Augustino – Depois de cinco anos nunca fui intimado. Depois de cinco anos vem uma decisão extemporânea. Uma busca e apreensão depois de seis a dez anos? Tá entendendo? Recentemente o TRF-5 anulou a busca e apreensão do Ciro (Gomes, pré-candidato à Presidência) por considerar extemporânea. Depois de dois meses, vem uma busca e apreensão. Foi só um desembargador do Tribunal, uma pessoa.
OP – O senhor atribui o quê a essa operação?
Augustino – Eu não vou dizer, não vou dizer. Mas está um clima no Brasil em que qualquer um, qualquer pessoa, está exposta. Você, eu, qualquer um. Se tiver posições firmes, está exposta. Como aconteceu com o Ciro, com o Cid (Gomes, ex-governador), presidente Lula, (ex-presidente Michel) Temer, André Esteves (banqueiro), Wesley e Joesley Batista (empresários).
OP – O senhor considera que o caso pode respingar dentro do gabinete da presidência do STJ?
Augustino – Não, acho que não respinga. Mas foi realizado num momento em que a presidência está acabando (o período da gestão no STJ). Esse inquérito tem cinco anos e meio por fatos que são de seis a dez anos. Por que agora?
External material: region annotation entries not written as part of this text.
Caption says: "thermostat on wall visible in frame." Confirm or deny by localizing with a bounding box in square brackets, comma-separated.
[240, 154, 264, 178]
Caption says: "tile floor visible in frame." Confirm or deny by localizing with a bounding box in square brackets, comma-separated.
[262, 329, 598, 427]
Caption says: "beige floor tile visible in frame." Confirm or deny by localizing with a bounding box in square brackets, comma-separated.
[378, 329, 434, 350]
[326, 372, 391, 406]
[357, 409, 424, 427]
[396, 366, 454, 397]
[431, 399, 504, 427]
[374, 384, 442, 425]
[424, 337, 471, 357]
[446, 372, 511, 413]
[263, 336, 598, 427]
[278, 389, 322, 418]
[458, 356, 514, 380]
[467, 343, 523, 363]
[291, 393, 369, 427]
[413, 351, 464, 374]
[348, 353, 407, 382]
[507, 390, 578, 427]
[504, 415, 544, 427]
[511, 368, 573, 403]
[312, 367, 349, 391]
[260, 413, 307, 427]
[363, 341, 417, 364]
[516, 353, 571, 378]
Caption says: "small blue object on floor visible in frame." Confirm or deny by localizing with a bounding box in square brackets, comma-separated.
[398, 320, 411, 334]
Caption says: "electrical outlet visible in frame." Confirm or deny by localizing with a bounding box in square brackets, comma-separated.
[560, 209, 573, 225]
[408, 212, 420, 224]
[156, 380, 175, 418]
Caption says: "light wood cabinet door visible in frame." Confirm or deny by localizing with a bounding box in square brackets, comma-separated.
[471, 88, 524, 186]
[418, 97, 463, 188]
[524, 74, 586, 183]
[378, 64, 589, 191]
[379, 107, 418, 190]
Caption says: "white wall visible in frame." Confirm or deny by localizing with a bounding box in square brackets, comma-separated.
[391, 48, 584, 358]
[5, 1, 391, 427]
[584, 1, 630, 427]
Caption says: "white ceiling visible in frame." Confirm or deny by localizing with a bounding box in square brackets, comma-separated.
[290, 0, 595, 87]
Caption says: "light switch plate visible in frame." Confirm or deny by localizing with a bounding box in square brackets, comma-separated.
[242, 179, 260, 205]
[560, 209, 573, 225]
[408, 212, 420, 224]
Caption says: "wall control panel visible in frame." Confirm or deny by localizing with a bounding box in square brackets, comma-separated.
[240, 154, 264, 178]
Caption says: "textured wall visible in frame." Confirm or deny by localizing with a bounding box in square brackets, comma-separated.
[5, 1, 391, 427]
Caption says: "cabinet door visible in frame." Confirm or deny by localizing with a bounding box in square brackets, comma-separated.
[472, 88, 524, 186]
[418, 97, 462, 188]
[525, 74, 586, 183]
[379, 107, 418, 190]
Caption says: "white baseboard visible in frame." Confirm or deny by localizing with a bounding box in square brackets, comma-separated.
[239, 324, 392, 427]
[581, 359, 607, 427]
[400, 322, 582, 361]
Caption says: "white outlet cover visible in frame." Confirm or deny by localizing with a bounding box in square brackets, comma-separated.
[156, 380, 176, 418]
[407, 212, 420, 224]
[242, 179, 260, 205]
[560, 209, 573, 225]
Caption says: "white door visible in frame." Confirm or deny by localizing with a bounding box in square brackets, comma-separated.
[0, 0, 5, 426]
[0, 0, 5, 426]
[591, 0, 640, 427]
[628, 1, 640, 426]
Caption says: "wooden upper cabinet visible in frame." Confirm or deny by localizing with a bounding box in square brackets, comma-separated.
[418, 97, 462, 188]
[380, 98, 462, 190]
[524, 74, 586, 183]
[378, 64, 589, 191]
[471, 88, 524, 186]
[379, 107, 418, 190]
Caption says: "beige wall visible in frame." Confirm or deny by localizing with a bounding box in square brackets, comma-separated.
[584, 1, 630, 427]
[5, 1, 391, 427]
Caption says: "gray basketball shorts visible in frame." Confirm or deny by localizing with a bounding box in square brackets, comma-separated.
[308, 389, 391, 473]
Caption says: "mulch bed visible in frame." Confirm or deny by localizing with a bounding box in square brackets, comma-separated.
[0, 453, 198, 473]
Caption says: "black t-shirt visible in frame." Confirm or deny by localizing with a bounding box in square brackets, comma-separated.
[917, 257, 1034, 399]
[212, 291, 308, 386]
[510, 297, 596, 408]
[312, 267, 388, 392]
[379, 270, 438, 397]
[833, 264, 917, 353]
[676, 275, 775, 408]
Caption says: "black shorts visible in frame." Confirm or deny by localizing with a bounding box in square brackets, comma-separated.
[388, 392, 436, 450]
OP – O que recolheram do senhor nas apreensões?
Augustino – De mim, nada. Estou no Rio de Janeiro, vim participar de um encontro nacional, não recolheram nada.
OP – Mas da sua casa e no seu escritório, o que levaram?
Augustino – Não tenho escritório, meu computador fica no STJ. Está lá.
OP – Mas recolheram de lá?
Augustino – Não, não recolheram. E meu celular estou aqui falando com ele.
OP – Mas não levaram nada seu, material, papel, nada?
Augustino – Parece que levaram meia dúzia de papel lá, não sei nem qual é.
OP – Da sua casa em Brasília?
Augustino – Eles começaram a olhar os livros, mas como tenho muito livro aí mudaram o tema, se eu tinha algum documento.
OP – Foi na sua casa em Brasília ou no Ceará?
Augustino – Olha, Cláudio, o objetivo de uma operação dessa é desmoralizar, não é encontrar prova. Encontrar prova depois de dez anos? O objetivo é desmoralizar. É tentar acabar com a reputação da pessoa. Eu sempre fui uma pessoa forte e um juiz forte, sempre dei minhas opiniões. E é a questão da democracia no Brasil.
OP – Mas o material apreendido foi na sua casa em Brasília ou no Ceará?
Augustino – Foi em Brasília. Eu hoje moro em Brasília.
OP – O senhor está em Brasília há dois anos?
Augustino – Isso.
OP – Como o senhor vai tentar reverter essa situação?
Augustino – Tenho absoluta certeza que isso vai acabar em nada. Um inquérito que tem cinco anos e meio de fatos de dez anos atrás? Não existe, porque não foi encontrado nada, não existe nada. O que existe é a vontade de quebrar a pessoa.
OP – O outro juiz investigado seria o juiz federal aposentado José Parente Pinheiro?
Augustino – Sim.
OP – O senhor chegou a falar com ele hoje?
Augustino – Não, não cheguei a falar com ele ainda hoje. Ele é aposentado há muito tempo (cerca de dez anos). Ou seja, falta segurança jurídica no Brasil. Isso reflete nas pessoas, na economia, nos investimentos. Eu me dou bem com ele mas não tenho relação com ele.